Available unpartitioned disks on this system:
+-------+----------+------+------+
| MODEL | CAPACITY | TYPE | PATH |
+-------+----------+------+------+

And from the client point of view, I have installed the ceph-common package to the client and after the installation, copied ceph.conf and ceph.client.admin.keyring from any cephnode to the /etc/ceph directory and here is the ceph status.

indiana@lxdserver:~$ ceph -s
  cluster:
    id:     61bfdca6-3de5-429b-a73a-fae9e912b8d9
    health: HEALTH_WARN
            3 osds down
            3 hosts (3 osds) down
            1 root (3 osds) down
            Reduced data availability: 1 pg inactive
 
  services:
    mon: 3 daemons, quorum cephnode1,cephnode2,cephnode3 (age 46m)
    mgr: cephnode2(active, since 47m), standbys: cephnode1, cephnode3
    osd: 3 osds: 0 up (since 16m), 3 in (since 2h)
 
  data:
    pools:   1 pools, 1 pgs
    objects: 0 objects, 0 B
    usage:   0 B used, 0 B / 0 B avail
    pgs:     100.000% pgs unknown
             1 unknown

I have installed the microceph snap and encountered following warnings. Is this expected?
I am doing this on Ubuntu 22.04.1 with LXD 5.7/stable.

ubuntu@lxd-host-01:~$ sudo snap install microceph
2022-11-02T11:04:32+05:00 INFO snap “microceph” has bad plugs or slots: microceph (unknown interface “microceph”)
2022-11-02T11:04:34+05:00 INFO snap “microceph” has bad plugs or slots: microceph (unknown interface “microceph”)
microceph 0+git.499c15f from Canonical✓ installed
WARNING: There is 1 new warning. See ‘snap warnings’.
ubuntu@lxd-host-01:~$ snap warnings
last-occurrence: today at 11:04 PKT
warning: |
snap “microceph” has bad plugs or slots: microceph (unknown interface “microceph”)

Those will go away pretty shortly, we’re effectively waiting for a new snapd release that will support this interface.

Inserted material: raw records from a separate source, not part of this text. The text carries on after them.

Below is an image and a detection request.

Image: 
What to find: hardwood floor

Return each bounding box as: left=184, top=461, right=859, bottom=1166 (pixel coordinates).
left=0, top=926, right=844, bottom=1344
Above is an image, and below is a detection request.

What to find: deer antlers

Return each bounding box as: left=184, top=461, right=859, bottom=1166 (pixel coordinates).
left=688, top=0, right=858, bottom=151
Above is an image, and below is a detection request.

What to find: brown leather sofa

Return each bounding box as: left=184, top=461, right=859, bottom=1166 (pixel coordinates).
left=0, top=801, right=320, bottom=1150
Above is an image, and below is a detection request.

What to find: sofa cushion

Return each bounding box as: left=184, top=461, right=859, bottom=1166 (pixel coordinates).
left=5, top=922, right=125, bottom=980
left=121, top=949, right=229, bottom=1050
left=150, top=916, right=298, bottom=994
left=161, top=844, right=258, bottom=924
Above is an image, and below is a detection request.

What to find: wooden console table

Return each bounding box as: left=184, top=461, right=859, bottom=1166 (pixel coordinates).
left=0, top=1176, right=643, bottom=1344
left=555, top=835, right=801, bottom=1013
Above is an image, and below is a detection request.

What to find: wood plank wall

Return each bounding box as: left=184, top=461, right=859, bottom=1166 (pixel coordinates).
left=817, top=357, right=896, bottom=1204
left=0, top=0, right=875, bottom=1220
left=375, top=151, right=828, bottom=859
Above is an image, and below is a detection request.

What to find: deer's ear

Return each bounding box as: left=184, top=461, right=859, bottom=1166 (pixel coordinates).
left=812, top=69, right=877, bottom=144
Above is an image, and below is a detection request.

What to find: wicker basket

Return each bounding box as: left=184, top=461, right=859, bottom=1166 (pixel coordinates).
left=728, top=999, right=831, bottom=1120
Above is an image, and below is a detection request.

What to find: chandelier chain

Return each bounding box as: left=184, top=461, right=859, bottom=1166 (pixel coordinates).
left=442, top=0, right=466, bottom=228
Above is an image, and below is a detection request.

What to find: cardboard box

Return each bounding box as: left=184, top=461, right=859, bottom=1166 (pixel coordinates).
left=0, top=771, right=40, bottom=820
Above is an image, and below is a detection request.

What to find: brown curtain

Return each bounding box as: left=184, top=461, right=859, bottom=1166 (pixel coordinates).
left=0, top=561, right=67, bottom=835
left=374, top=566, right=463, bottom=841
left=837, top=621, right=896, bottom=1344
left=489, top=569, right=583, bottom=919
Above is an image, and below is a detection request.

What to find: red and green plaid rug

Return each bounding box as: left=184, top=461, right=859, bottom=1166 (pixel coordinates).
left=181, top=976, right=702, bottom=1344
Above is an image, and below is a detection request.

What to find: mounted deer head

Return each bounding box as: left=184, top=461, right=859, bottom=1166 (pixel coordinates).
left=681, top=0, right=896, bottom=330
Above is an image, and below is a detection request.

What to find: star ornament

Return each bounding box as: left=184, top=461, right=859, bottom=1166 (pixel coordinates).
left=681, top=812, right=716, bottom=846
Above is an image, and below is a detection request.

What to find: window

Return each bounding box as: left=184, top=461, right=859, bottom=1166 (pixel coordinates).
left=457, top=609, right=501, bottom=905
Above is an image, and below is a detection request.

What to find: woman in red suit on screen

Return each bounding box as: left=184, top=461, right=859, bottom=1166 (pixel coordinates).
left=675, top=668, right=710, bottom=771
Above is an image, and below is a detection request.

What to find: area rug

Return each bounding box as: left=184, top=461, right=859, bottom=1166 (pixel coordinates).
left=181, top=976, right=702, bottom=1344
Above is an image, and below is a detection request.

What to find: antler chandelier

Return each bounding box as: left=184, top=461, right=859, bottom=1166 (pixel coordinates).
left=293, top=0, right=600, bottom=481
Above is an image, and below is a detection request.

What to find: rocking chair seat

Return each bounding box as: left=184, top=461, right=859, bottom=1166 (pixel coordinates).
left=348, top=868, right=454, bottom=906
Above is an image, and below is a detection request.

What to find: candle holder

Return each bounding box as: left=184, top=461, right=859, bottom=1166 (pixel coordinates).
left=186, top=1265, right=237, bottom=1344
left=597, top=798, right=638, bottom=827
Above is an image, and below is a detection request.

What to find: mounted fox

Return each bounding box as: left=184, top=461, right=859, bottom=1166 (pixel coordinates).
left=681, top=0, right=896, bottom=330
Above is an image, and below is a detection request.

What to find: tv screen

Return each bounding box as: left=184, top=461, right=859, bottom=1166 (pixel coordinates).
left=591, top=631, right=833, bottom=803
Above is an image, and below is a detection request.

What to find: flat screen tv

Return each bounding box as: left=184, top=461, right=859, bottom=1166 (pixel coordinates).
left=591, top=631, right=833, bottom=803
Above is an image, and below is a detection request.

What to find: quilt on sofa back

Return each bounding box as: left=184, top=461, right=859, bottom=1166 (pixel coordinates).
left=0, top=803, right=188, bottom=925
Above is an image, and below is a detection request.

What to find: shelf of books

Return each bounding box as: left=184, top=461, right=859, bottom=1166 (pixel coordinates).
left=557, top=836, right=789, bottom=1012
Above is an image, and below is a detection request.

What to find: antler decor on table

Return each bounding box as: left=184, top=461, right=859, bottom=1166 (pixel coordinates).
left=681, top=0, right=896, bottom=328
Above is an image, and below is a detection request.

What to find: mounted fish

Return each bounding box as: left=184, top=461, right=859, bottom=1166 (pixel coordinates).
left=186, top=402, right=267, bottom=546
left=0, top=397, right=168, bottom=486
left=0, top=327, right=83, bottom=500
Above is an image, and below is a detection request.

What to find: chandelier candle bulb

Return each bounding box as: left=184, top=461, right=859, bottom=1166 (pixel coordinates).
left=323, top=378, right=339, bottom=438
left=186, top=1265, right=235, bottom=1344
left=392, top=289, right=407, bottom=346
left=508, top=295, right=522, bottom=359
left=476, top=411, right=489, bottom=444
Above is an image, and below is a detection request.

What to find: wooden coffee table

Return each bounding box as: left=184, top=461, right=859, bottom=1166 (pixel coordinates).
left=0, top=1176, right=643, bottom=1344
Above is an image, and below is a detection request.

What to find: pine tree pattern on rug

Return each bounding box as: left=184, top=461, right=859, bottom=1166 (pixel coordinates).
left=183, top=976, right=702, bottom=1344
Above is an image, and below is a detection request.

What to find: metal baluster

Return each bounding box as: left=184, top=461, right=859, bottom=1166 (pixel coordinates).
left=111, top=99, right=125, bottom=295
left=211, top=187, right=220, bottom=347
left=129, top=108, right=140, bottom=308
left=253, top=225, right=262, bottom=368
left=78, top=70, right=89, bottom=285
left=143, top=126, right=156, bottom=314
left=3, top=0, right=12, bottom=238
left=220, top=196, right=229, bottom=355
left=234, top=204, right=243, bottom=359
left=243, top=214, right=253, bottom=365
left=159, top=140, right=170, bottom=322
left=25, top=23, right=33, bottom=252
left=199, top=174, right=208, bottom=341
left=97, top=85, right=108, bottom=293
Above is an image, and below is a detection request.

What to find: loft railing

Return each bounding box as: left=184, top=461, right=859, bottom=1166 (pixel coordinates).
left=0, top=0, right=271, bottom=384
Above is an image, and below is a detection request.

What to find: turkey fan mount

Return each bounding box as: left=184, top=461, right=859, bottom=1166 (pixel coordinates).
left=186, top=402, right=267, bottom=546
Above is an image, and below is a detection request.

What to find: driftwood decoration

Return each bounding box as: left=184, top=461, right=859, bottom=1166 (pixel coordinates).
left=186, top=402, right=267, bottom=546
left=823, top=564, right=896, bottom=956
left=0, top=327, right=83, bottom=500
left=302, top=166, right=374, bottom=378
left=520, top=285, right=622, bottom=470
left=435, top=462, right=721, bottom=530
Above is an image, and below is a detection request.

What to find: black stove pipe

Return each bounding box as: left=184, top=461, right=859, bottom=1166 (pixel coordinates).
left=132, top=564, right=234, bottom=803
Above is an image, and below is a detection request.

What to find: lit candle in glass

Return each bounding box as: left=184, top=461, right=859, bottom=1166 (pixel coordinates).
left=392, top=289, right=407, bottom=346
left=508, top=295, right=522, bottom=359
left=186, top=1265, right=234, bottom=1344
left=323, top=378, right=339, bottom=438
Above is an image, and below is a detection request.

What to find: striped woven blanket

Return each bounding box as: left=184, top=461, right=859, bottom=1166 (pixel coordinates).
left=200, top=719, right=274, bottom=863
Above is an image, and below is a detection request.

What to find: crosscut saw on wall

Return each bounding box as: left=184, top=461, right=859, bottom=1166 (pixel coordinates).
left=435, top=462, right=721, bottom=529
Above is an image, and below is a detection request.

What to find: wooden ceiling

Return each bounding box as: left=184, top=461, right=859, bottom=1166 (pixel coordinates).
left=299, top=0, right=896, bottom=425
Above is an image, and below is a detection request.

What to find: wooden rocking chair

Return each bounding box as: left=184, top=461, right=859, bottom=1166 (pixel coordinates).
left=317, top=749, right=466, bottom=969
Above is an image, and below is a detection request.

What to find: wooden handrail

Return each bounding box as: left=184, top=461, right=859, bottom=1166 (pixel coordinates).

It’s possible to avoid it by running the edge version of snapd with snap refresh snapd --edge

We will be starting testing this pretty much immediately @stgraber

I would hope to see the juju charms follow along with this somehow for LXD as it adds the operational side of things for us. We are currently half way through setting up full scale LXD cluster with Juju and have hit some bugs which we would like to work with you on.

Is this a plain ceph instalation ? nothing with orchestrators like juju, cephadm, etc. right?